In 2018, the band teamed with noted heavy rock producer Garth Richardson (Rage Against the Machine, Kittie, The Melvins) for the band’s ninth album, A Rock Supreme. The trio’s first for new label M-Theory Audio, the effort was released in late April of last year, presenting another fist-banging salvo of crunchy, hard-rocking ear candy including the opening high-octane raison d’être anthem “I’m In a Band” and the swaggering “Fists Up High.” The band will play classic hits and tunes from the new record at this show at the Bottom of the Hill Friday with LA-based blues rockers Junkyard and the South Bay’s own ZED.
Founded in Los Angeles in 1987, Junkyard shared a similarity with Guns ‘n’ Roses in that both bands explored a more blues-focused take on hard rock and had members with connections with notable punk bands (guitarist Brian Baker had played in Dag Nasty and pioneering D.C. hardcore band Minor Threat, while GnR bassist Duff McKagen played in the Fastbacks and the Fartz). Anchored by the songwriting partnership of singer David Roach and guitarist Chris Gates, Junkyard echoed the sounds of southern rock and AC/DC on its hard-hitting eponymous debut for Geffen in 1989 that featured minor hits “Blooze,” “Hollywood” and “Simple Man.”

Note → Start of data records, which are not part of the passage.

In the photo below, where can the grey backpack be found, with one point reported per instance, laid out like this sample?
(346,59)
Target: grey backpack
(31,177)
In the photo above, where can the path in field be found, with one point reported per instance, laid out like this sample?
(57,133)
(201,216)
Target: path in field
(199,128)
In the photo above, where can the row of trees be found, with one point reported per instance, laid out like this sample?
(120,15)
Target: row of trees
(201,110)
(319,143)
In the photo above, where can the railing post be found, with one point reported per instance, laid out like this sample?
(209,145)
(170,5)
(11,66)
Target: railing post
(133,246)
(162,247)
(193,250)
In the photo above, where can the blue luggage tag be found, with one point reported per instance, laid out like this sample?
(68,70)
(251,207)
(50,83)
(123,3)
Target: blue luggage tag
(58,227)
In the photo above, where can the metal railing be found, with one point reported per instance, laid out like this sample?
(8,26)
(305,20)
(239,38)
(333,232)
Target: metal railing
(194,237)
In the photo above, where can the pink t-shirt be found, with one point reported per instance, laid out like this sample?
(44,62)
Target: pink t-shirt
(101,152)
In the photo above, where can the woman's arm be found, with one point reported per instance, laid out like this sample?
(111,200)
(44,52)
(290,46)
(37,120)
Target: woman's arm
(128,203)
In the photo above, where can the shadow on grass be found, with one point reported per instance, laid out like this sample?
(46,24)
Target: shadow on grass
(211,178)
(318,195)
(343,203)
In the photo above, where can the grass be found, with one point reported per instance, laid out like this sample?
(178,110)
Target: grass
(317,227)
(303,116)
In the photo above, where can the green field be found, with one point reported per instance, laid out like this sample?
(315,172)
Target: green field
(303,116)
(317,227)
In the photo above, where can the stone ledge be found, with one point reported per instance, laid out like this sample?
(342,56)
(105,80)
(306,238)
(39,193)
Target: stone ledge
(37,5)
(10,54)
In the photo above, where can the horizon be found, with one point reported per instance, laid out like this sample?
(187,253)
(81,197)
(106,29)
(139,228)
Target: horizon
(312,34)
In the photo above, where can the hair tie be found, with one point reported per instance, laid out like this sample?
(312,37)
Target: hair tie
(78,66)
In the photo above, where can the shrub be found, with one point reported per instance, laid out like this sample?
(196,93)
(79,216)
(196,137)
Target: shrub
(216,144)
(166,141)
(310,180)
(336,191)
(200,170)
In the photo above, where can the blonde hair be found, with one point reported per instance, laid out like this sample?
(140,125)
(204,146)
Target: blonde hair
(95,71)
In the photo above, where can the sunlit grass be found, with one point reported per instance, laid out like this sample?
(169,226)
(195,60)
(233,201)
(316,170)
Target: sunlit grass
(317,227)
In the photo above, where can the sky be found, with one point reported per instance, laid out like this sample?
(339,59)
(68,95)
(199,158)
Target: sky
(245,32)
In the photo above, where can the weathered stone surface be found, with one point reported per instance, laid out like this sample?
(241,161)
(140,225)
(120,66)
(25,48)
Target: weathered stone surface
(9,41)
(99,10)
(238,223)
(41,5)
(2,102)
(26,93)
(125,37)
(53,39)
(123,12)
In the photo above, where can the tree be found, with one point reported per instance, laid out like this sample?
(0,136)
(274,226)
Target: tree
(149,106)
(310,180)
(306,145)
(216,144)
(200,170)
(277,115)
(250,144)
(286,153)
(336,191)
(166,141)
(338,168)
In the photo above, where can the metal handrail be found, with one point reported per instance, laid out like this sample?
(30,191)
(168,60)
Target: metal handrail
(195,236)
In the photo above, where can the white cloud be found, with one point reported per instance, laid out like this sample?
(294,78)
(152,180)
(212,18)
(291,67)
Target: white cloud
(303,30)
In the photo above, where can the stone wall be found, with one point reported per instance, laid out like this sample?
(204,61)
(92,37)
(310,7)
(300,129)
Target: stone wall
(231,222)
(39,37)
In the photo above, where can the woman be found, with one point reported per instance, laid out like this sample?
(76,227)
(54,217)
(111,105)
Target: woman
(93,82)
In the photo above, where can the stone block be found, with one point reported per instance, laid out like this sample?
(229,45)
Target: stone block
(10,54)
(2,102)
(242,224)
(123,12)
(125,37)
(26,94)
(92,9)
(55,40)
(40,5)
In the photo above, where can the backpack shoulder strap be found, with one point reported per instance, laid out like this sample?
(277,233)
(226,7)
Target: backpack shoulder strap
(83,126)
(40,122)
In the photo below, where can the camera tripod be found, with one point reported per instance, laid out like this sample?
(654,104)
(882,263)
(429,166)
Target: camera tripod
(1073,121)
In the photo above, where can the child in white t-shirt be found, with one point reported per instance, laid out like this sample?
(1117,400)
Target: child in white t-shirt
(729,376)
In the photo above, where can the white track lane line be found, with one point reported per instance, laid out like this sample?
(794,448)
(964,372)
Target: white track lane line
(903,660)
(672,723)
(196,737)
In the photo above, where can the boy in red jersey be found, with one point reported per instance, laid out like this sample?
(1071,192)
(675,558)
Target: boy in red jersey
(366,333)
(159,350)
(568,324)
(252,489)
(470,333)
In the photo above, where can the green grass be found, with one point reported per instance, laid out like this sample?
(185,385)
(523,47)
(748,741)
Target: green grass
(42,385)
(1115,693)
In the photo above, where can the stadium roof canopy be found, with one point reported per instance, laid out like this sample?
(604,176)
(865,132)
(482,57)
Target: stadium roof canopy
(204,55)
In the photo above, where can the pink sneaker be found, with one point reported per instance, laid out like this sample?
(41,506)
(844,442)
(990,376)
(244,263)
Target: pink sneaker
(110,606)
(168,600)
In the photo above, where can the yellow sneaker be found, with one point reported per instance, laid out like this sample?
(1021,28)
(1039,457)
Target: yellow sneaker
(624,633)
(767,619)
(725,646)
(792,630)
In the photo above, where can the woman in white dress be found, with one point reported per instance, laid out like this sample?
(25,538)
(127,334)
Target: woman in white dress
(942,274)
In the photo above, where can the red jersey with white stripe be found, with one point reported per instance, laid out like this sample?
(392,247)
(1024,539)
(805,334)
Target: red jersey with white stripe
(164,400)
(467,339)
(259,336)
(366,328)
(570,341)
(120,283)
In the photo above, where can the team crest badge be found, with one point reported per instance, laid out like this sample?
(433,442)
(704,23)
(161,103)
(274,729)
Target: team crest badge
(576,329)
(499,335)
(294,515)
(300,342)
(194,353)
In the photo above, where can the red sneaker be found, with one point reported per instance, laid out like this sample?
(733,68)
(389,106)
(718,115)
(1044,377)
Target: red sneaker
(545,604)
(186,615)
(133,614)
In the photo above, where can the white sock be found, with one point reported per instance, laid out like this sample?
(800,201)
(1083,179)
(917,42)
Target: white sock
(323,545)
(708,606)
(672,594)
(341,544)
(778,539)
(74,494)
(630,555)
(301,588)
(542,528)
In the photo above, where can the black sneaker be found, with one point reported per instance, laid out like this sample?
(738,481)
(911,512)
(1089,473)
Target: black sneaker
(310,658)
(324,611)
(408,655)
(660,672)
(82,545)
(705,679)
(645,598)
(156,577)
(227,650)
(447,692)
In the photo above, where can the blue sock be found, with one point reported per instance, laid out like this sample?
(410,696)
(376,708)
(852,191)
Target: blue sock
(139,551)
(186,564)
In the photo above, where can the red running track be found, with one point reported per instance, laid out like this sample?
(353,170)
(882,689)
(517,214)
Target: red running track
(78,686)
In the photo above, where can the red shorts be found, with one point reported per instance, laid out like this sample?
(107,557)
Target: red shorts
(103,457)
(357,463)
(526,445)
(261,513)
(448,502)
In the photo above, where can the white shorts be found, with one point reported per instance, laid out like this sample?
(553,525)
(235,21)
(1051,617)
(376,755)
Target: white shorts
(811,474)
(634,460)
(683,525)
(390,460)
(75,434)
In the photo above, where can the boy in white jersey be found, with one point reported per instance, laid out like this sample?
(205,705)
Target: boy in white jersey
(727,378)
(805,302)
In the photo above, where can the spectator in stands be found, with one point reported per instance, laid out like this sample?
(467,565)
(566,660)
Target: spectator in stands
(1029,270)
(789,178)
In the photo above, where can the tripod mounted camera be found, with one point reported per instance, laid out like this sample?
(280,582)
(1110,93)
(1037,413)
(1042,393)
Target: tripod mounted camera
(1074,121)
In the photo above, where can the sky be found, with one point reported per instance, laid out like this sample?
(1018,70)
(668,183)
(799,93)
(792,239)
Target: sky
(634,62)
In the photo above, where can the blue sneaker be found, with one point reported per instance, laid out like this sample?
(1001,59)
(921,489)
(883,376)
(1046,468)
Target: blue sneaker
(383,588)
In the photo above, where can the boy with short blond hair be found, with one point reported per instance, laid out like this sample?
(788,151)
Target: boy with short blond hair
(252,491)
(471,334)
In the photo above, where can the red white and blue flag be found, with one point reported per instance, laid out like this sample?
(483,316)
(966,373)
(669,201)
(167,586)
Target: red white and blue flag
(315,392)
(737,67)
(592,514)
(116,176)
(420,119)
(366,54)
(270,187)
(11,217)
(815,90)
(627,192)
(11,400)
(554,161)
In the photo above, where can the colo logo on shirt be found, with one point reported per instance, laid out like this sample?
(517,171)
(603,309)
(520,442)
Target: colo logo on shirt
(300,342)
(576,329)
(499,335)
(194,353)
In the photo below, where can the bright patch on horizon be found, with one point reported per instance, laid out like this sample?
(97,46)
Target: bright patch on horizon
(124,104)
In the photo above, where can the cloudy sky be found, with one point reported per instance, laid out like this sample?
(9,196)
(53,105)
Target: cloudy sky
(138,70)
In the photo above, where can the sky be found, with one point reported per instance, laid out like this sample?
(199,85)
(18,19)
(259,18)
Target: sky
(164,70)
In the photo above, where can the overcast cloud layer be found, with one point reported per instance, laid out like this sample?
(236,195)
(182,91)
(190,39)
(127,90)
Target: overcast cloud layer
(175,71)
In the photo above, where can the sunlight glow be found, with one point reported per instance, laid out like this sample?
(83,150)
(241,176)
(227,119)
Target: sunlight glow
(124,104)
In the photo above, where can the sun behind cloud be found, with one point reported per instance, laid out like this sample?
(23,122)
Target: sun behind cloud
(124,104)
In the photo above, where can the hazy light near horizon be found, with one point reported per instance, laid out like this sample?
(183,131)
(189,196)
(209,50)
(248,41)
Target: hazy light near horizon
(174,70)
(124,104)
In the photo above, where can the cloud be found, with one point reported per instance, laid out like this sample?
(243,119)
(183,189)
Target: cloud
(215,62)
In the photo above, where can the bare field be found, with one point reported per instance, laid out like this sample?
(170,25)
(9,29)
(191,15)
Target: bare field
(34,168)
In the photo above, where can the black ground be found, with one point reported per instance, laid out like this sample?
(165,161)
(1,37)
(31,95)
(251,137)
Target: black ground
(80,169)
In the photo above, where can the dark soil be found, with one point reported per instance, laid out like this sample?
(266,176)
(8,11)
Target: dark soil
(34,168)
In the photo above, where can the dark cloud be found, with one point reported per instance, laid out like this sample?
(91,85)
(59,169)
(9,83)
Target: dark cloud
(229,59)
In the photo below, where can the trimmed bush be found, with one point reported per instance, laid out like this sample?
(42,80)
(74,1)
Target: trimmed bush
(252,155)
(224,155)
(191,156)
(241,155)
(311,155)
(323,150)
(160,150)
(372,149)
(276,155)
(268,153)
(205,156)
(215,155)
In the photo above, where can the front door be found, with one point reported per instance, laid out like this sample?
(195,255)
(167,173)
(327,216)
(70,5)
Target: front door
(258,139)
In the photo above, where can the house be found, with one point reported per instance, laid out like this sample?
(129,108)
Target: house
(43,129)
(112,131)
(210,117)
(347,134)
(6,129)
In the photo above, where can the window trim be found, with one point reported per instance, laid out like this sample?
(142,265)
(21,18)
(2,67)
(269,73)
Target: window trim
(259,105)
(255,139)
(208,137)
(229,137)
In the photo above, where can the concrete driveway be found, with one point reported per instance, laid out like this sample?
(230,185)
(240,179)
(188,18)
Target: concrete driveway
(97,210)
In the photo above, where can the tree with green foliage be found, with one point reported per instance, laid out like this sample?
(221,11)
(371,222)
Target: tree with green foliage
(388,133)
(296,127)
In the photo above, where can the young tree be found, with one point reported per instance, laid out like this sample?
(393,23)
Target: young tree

The band earned some MTV airplay and continued to refine it’s style of driving, catchy hard rock on it’s sophomore album Sixes, Sevens & Nines which included collaborations with country maverick Steve Earle. But with the rise of grunge bands, Junkyard would become a major-label casualty in 1992 by Geffen with a third unreleased album already recorded.
It wouldn’t be until 2000 that Roach, Baker and original drummer Patrick Muzingo reunited the band with a new line-up, issuing a live album, re-recording tracks from their 1987 demo that got the group signed and touring regularly, including occasional European festival appearances. While only Roach and Muzingo remain from the musicians who started the quintet over 30 years ago, Junkyard put out it’s first collection of new material since 1991 with the release of High Water on Acetate Records back in 2017.
Core players of opening band ZED Pete Sattari (guitar/vocals) and Mark Aceves (bass) have been making music together since the late ’90s. They had collaborated in the metallic, alt/indie-rock outfit Stitch — which had their self-produced debut picked up by Metal Blade/Prosthetic Records in addition to recording with noted producer Alex Newport (Melvins, The Mars Volta) — and the group Mercury Sound prior to founding ZED with Stitch drummer Rich Harris and lead guitarist Greg Lopez in 2007.
Taking their time to develop a sound that drew on both classic ’70s metal and hard rock influences as well as the more modern sounds that emerged in Seattle in the late ’80s (particularly Soundgarden and Alice In Chains), the quartet released their debut album The Invitation in 2010. Embracing a crunchy, groove-oriented attack on tunes like “Lunatics and Liars” and “Leave Me Alone,” ZED crafted a style of tuneful heaviness that fit comfortably alongside established bands like Clutch, Audioslave and Queens of the Stone Age.
The group further refined its approach over the next three years of writing and recording its sophomore effort Desperation Blues, an accomplished effort that added elements of funk and languid balladry to the mix. The album also caught the ear of East Bay heavy rock imprint Ripple Music, who signed the band and released the third ZED album, Trouble In Eden, in 2016.
Another exponential leap forward, the recording garnered the band critical praise and paved the way for some of ZED’s most extensive touring yet with trips to Texas and Europe. While Harris would depart from the band following the album’s release, the quartet landed on its feet with the addition of veteran Bay Area drummer Sean Boyles (Death Angel singer Mark Osegueda’s side project All-Time Highs, Bloodline, Insolence).
Since then, the band has continued to spread the word of its muscular sound, making multiple appearances at South By Southwest as well as playing such notable metal festivals as the Maryland Doom Fest and, most recently, DesertFest UK in London last May. ZED released their latest heavyweight collection of hard-hitting grooves last summer when local metal imprint Ripple Music put out the band’s acclaimed fourth effort, Volume.